Writing Fault Resistant Code

Questions that are most often asked that do not fall in any specific service topic.

Writing programs to access USGS web services is usually straightforward. However, it can be easy to write a program that may later stop working if the USGS changes the service. You can reduce the likelihood of this happening to you by adopting some or all of our suggestions for writing fault-resistant code.

Join the Water Data System Notification Service

Most changes to services are anticipated to be minor, which means that well written programs should not break when new versions are introduced. Occasionally, a major change that is likely to break a program may have to be introduced. The USGS tries to give advance notification and when possible provide examples of data in a new format so developers can avoid having their applications break. However, this is only possible if we can communicate with you. To stay informed, you are advised to join the USGS Water Data for the Nation Notification List . We won’t spam you and you should receive relatively few but important emails of significant system events or upgrades.

Check HTTP error codes

Since this system uses Hypertext Transfer Protocol (HTTP), any application errors are reported in the HTTP headers. This means that when writing applications, it is important to first examine the HTTP status code that is returned in the HTTP response. The application server will return the error code along with a message describing the error in the event there is a problem. Programmers should always check the HTTP response code and if not a 200 handle the response as an exception. Among the status codes you may see:

  • 200 OK - The request was successfully executed.
  • 400 Bad Request - This often occurs if the URL arguments are inconsistent, for example in the instantaneous values service using startDT and endDT with the period argument. An accompanying error should describe why the request was bad.
  • 403 Access Forbidden - This should only occur if for some reason the USGS has blocked your Internet Protocol (IP) address from using the service. This can happen if we believe that your use of the service is so excessive that it is seriously impacting others using the service. To get unblocked, send us the URL you are using along with the IP using this form . We may require changes to your query and frequency of use in order to give you access to the service again.
  • 404 Not Found - Returned if and only if the query expresses a combination of elements where data do not exist. For multi-site queries, if any data are found, it is returned for those site/parameters/date ranges where there are data.
  • 500 Internal Server Error - If you see this, it means there is a problem with the web service itself. It usually means the application server is down unexpectedly. This could be caused by a host of conditions but changing your query will not solve this problem. The application support team has to fix it. Most of these errors are quickly detected and the support team is notified if they occur.
  • 503 Service Unavailable - The application server is working but this application is down at the moment. When something causes this to happen, the support team should be quickly notified. Hopefully the service will be available shortly.
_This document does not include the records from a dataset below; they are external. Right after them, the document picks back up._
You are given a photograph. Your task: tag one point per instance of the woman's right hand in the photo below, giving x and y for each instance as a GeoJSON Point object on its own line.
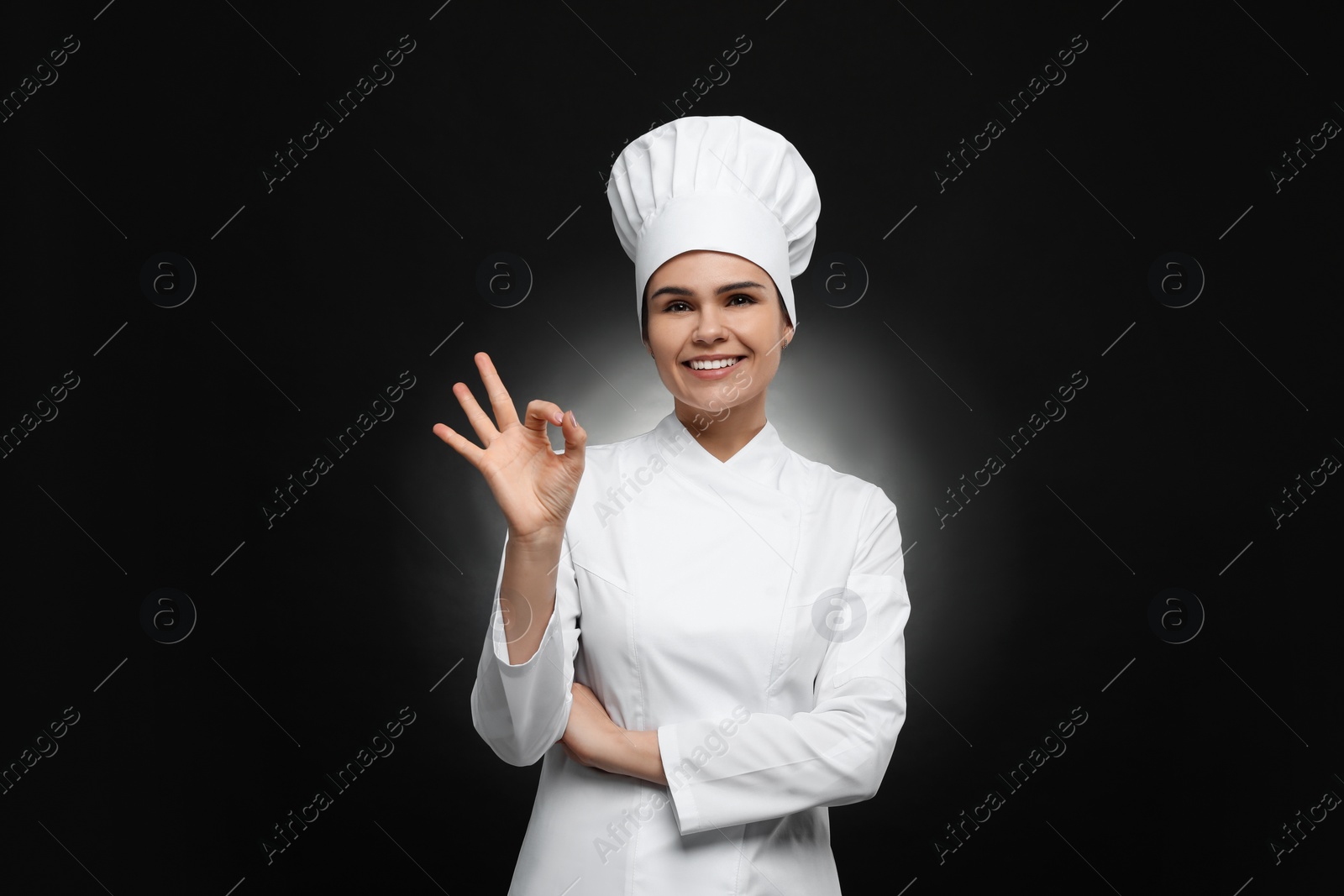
{"type": "Point", "coordinates": [533, 484]}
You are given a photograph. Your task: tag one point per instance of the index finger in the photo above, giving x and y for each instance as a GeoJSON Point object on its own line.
{"type": "Point", "coordinates": [504, 411]}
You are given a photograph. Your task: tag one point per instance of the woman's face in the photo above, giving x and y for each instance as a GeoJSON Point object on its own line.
{"type": "Point", "coordinates": [706, 304]}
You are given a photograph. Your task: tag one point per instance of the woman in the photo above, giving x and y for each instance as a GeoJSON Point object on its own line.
{"type": "Point", "coordinates": [741, 607]}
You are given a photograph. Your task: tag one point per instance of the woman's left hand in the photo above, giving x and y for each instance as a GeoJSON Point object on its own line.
{"type": "Point", "coordinates": [591, 734]}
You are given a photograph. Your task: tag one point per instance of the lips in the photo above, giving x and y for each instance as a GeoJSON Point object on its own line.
{"type": "Point", "coordinates": [717, 374]}
{"type": "Point", "coordinates": [734, 359]}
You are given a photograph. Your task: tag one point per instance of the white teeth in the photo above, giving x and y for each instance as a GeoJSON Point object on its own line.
{"type": "Point", "coordinates": [712, 365]}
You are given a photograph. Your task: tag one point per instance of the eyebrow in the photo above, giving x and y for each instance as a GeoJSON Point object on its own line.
{"type": "Point", "coordinates": [726, 288]}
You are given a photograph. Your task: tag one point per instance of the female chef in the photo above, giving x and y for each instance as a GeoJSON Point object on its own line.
{"type": "Point", "coordinates": [743, 609]}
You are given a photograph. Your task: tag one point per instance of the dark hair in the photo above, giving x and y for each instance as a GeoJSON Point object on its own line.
{"type": "Point", "coordinates": [644, 317]}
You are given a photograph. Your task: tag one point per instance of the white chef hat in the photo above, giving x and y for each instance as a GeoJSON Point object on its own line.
{"type": "Point", "coordinates": [721, 183]}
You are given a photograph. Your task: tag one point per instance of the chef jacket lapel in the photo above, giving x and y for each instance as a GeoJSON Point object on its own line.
{"type": "Point", "coordinates": [736, 512]}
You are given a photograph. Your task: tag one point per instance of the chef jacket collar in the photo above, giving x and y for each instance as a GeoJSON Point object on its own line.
{"type": "Point", "coordinates": [759, 459]}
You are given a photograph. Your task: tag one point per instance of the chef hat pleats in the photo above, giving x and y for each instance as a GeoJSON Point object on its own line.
{"type": "Point", "coordinates": [721, 183]}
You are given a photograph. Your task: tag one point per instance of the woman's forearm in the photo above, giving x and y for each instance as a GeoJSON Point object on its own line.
{"type": "Point", "coordinates": [528, 591]}
{"type": "Point", "coordinates": [635, 754]}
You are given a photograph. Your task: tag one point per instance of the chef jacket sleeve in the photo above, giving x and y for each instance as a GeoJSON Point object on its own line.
{"type": "Point", "coordinates": [522, 710]}
{"type": "Point", "coordinates": [723, 774]}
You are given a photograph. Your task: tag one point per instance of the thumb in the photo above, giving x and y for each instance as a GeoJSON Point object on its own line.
{"type": "Point", "coordinates": [575, 437]}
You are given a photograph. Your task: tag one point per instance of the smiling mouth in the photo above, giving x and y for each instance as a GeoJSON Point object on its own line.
{"type": "Point", "coordinates": [714, 365]}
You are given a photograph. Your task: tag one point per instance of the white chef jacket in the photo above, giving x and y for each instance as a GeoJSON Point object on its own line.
{"type": "Point", "coordinates": [703, 600]}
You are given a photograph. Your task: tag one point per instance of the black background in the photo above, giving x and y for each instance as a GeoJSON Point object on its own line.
{"type": "Point", "coordinates": [496, 134]}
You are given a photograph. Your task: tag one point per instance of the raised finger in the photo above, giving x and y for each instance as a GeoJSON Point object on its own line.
{"type": "Point", "coordinates": [504, 411]}
{"type": "Point", "coordinates": [461, 445]}
{"type": "Point", "coordinates": [539, 412]}
{"type": "Point", "coordinates": [479, 419]}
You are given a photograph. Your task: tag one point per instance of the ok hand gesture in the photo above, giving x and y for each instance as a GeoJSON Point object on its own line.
{"type": "Point", "coordinates": [533, 484]}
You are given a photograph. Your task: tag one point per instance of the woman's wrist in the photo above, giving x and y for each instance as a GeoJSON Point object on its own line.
{"type": "Point", "coordinates": [635, 754]}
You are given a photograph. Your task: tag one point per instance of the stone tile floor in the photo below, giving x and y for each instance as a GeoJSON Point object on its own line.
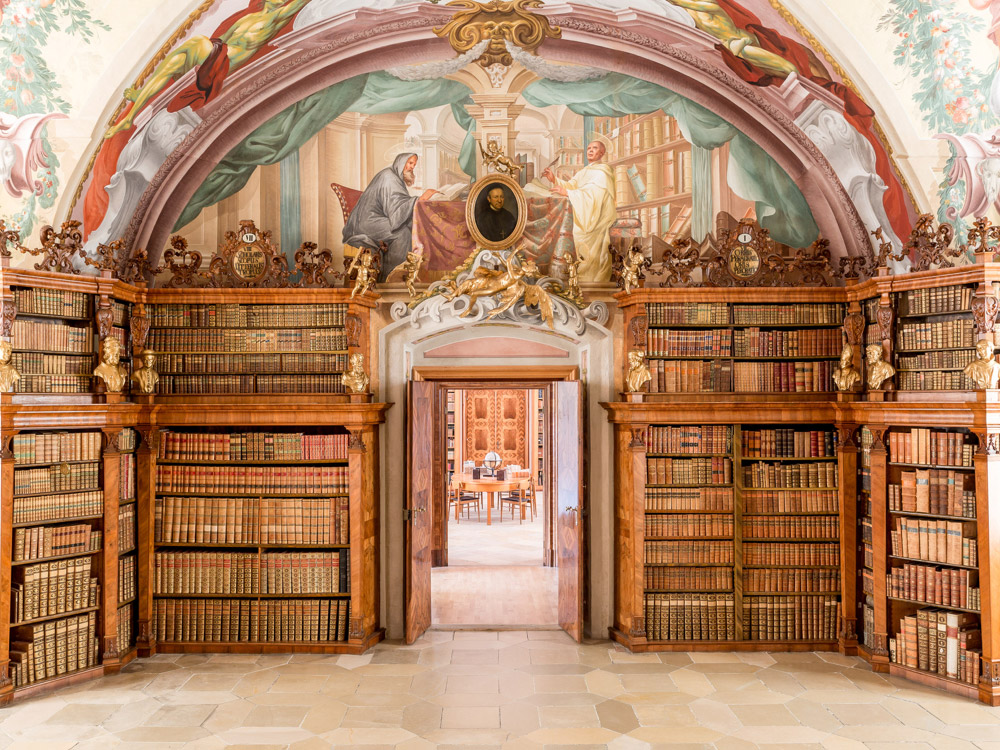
{"type": "Point", "coordinates": [512, 690]}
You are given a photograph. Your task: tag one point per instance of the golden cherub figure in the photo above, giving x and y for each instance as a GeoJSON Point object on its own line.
{"type": "Point", "coordinates": [878, 369]}
{"type": "Point", "coordinates": [634, 261]}
{"type": "Point", "coordinates": [8, 373]}
{"type": "Point", "coordinates": [638, 372]}
{"type": "Point", "coordinates": [356, 379]}
{"type": "Point", "coordinates": [365, 280]}
{"type": "Point", "coordinates": [110, 370]}
{"type": "Point", "coordinates": [146, 377]}
{"type": "Point", "coordinates": [493, 156]}
{"type": "Point", "coordinates": [573, 275]}
{"type": "Point", "coordinates": [846, 375]}
{"type": "Point", "coordinates": [985, 371]}
{"type": "Point", "coordinates": [412, 265]}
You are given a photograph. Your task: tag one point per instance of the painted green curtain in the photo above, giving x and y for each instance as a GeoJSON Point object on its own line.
{"type": "Point", "coordinates": [286, 132]}
{"type": "Point", "coordinates": [753, 174]}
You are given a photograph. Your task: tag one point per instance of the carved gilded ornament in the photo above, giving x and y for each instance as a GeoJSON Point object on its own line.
{"type": "Point", "coordinates": [499, 21]}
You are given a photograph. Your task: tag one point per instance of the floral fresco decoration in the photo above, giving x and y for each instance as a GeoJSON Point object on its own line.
{"type": "Point", "coordinates": [30, 98]}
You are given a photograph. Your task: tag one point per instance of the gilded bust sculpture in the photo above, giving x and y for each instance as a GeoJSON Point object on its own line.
{"type": "Point", "coordinates": [8, 373]}
{"type": "Point", "coordinates": [146, 377]}
{"type": "Point", "coordinates": [985, 371]}
{"type": "Point", "coordinates": [638, 372]}
{"type": "Point", "coordinates": [878, 369]}
{"type": "Point", "coordinates": [355, 379]}
{"type": "Point", "coordinates": [846, 375]}
{"type": "Point", "coordinates": [110, 371]}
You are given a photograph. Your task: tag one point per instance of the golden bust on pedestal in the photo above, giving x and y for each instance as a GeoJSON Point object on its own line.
{"type": "Point", "coordinates": [846, 375]}
{"type": "Point", "coordinates": [878, 369]}
{"type": "Point", "coordinates": [8, 373]}
{"type": "Point", "coordinates": [146, 377]}
{"type": "Point", "coordinates": [638, 372]}
{"type": "Point", "coordinates": [110, 371]}
{"type": "Point", "coordinates": [985, 371]}
{"type": "Point", "coordinates": [355, 379]}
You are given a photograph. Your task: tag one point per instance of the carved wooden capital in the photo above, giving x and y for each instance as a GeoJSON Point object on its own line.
{"type": "Point", "coordinates": [352, 329]}
{"type": "Point", "coordinates": [884, 316]}
{"type": "Point", "coordinates": [638, 328]}
{"type": "Point", "coordinates": [854, 328]}
{"type": "Point", "coordinates": [984, 312]}
{"type": "Point", "coordinates": [8, 311]}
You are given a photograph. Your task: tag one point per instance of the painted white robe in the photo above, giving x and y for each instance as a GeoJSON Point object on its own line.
{"type": "Point", "coordinates": [591, 192]}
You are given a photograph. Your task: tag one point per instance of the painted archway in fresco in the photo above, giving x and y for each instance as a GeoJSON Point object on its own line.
{"type": "Point", "coordinates": [217, 95]}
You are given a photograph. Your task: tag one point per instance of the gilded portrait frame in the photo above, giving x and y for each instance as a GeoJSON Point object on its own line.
{"type": "Point", "coordinates": [487, 183]}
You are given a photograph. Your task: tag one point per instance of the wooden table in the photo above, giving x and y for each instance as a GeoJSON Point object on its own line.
{"type": "Point", "coordinates": [490, 487]}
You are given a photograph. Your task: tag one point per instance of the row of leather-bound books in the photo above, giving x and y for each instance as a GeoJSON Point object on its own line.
{"type": "Point", "coordinates": [281, 480]}
{"type": "Point", "coordinates": [770, 580]}
{"type": "Point", "coordinates": [247, 341]}
{"type": "Point", "coordinates": [933, 540]}
{"type": "Point", "coordinates": [791, 553]}
{"type": "Point", "coordinates": [198, 384]}
{"type": "Point", "coordinates": [273, 521]}
{"type": "Point", "coordinates": [921, 445]}
{"type": "Point", "coordinates": [251, 621]}
{"type": "Point", "coordinates": [935, 491]}
{"type": "Point", "coordinates": [812, 475]}
{"type": "Point", "coordinates": [939, 299]}
{"type": "Point", "coordinates": [246, 315]}
{"type": "Point", "coordinates": [51, 447]}
{"type": "Point", "coordinates": [34, 542]}
{"type": "Point", "coordinates": [791, 618]}
{"type": "Point", "coordinates": [58, 507]}
{"type": "Point", "coordinates": [49, 649]}
{"type": "Point", "coordinates": [940, 334]}
{"type": "Point", "coordinates": [690, 617]}
{"type": "Point", "coordinates": [52, 588]}
{"type": "Point", "coordinates": [55, 302]}
{"type": "Point", "coordinates": [252, 573]}
{"type": "Point", "coordinates": [787, 442]}
{"type": "Point", "coordinates": [932, 585]}
{"type": "Point", "coordinates": [940, 642]}
{"type": "Point", "coordinates": [711, 470]}
{"type": "Point", "coordinates": [689, 439]}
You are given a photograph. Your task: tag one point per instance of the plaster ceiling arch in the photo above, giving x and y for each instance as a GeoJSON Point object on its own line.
{"type": "Point", "coordinates": [313, 58]}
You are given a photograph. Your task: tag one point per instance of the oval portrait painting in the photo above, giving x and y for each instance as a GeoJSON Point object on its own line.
{"type": "Point", "coordinates": [495, 212]}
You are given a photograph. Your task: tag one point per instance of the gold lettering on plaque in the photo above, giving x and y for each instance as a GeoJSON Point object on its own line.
{"type": "Point", "coordinates": [744, 262]}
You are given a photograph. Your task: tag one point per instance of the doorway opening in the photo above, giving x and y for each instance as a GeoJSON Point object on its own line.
{"type": "Point", "coordinates": [491, 479]}
{"type": "Point", "coordinates": [498, 537]}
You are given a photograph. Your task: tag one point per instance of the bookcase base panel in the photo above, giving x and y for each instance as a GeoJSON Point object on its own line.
{"type": "Point", "coordinates": [641, 645]}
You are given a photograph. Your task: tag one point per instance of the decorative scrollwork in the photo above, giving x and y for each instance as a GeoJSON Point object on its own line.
{"type": "Point", "coordinates": [316, 267]}
{"type": "Point", "coordinates": [499, 21]}
{"type": "Point", "coordinates": [59, 249]}
{"type": "Point", "coordinates": [930, 245]}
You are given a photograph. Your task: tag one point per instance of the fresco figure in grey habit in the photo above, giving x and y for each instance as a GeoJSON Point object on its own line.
{"type": "Point", "coordinates": [385, 214]}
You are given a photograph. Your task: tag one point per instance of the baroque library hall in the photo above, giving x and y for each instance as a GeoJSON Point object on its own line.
{"type": "Point", "coordinates": [502, 374]}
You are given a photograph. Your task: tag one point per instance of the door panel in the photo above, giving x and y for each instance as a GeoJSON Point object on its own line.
{"type": "Point", "coordinates": [567, 480]}
{"type": "Point", "coordinates": [420, 488]}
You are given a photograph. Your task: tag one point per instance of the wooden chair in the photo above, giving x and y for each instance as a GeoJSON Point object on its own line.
{"type": "Point", "coordinates": [519, 499]}
{"type": "Point", "coordinates": [460, 499]}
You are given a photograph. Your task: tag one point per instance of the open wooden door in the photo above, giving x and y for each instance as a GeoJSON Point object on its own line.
{"type": "Point", "coordinates": [566, 474]}
{"type": "Point", "coordinates": [419, 472]}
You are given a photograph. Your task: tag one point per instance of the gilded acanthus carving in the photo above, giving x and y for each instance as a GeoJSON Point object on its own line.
{"type": "Point", "coordinates": [60, 249]}
{"type": "Point", "coordinates": [984, 312]}
{"type": "Point", "coordinates": [638, 327]}
{"type": "Point", "coordinates": [499, 22]}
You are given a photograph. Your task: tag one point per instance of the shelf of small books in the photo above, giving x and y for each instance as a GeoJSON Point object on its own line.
{"type": "Point", "coordinates": [54, 621]}
{"type": "Point", "coordinates": [53, 339]}
{"type": "Point", "coordinates": [252, 540]}
{"type": "Point", "coordinates": [721, 347]}
{"type": "Point", "coordinates": [932, 571]}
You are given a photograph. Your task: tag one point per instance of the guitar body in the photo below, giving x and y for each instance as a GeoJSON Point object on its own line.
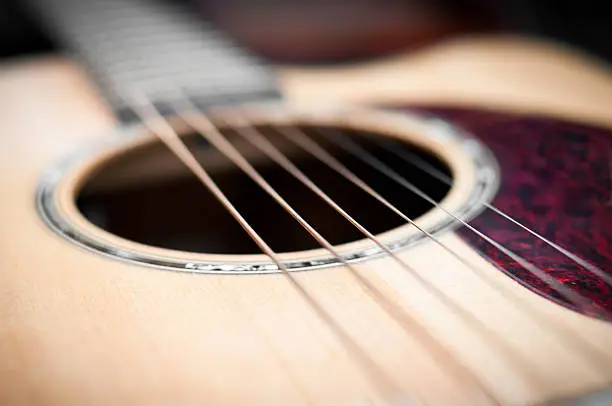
{"type": "Point", "coordinates": [78, 328]}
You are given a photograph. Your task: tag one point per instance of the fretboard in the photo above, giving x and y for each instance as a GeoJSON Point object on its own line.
{"type": "Point", "coordinates": [136, 48]}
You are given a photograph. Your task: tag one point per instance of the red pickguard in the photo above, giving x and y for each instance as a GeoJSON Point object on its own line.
{"type": "Point", "coordinates": [556, 180]}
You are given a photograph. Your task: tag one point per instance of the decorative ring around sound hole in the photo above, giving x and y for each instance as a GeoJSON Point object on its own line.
{"type": "Point", "coordinates": [59, 196]}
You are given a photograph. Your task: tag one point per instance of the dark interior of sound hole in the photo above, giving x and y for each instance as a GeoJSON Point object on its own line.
{"type": "Point", "coordinates": [146, 195]}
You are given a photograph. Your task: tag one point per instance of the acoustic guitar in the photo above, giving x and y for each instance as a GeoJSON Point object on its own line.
{"type": "Point", "coordinates": [186, 225]}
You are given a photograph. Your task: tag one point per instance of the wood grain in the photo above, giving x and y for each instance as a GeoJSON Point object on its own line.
{"type": "Point", "coordinates": [80, 329]}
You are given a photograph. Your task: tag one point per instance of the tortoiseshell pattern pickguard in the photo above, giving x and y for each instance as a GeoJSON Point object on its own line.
{"type": "Point", "coordinates": [556, 180]}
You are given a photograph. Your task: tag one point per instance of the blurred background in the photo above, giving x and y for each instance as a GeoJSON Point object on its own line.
{"type": "Point", "coordinates": [322, 31]}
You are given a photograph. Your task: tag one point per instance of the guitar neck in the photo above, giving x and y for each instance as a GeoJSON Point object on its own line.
{"type": "Point", "coordinates": [145, 48]}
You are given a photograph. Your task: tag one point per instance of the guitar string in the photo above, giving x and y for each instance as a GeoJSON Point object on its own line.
{"type": "Point", "coordinates": [248, 132]}
{"type": "Point", "coordinates": [255, 138]}
{"type": "Point", "coordinates": [195, 118]}
{"type": "Point", "coordinates": [157, 124]}
{"type": "Point", "coordinates": [430, 170]}
{"type": "Point", "coordinates": [573, 296]}
{"type": "Point", "coordinates": [596, 356]}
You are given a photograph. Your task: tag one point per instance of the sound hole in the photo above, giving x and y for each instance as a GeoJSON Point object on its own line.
{"type": "Point", "coordinates": [147, 196]}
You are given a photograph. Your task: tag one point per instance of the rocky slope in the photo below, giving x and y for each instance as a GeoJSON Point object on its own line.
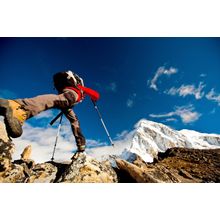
{"type": "Point", "coordinates": [177, 164]}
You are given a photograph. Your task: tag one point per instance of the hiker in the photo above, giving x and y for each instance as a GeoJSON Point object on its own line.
{"type": "Point", "coordinates": [71, 91]}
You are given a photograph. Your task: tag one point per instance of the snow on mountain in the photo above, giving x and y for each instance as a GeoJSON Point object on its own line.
{"type": "Point", "coordinates": [151, 137]}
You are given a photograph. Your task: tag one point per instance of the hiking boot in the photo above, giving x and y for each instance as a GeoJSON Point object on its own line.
{"type": "Point", "coordinates": [81, 148]}
{"type": "Point", "coordinates": [14, 117]}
If your application is server-based, acquire data in XML if the format exists

Most services offer data in a Extensible Markup Language (XML). XML was written specifically to minimize issues associated with changes to data formats (which is why it is called extensible). If your application is correctly written, new tags and attributes to XML data should not cause your application to fail.

We recommend you acquire data in XML for all server-based applications if it is available. For example, if you have programs written in PHP, Perl, Python, Java, JSP or ASP that collect then process and/or re-serve USGS data, you are strongly encouraged to retrieve data in a XML format. You should avoid processing data in tab-delimited (RDB) or Excel formats specifically because you are likely to eventually have the application break when the content of the data changes.

If your application is browser-based or client-based (such as a native app), acquire data in the JSON format if available

JSON (Javascript Object Notation) is a compact way of acquiring data for a service optimized to be consumed by asynchronous Javascript supported by modern browsers. All services support the Cross-Origin Resource Sharing (CORS) specification. If your browser supports CORS the data can be directly acquired by the browser without introducing a browser security extension.

If a service offers a version number, request that version of the service

If you specify a version number for a data format, as long as it is supported it is unlikely to have its structure changed. As an example, the USGS Instantaneous Values REST Web Service offers a WaterML 1.1 version of the service. You can specify either the most current version of WaterML (the default) or a specific version that is still supported. So rather than create a URL like this:

https://waterservices.usgs.gov/nwis/iv?format=waterml&sites=01646500&parameterCd=00060,00065

why not specify the version as well, like this?

https://waterservices.usgs.gov/nwis/iv?format=waterml,1.1&sites=01646500&parameterCd=00060,00065

Check the service format syntax to see if it supports a version.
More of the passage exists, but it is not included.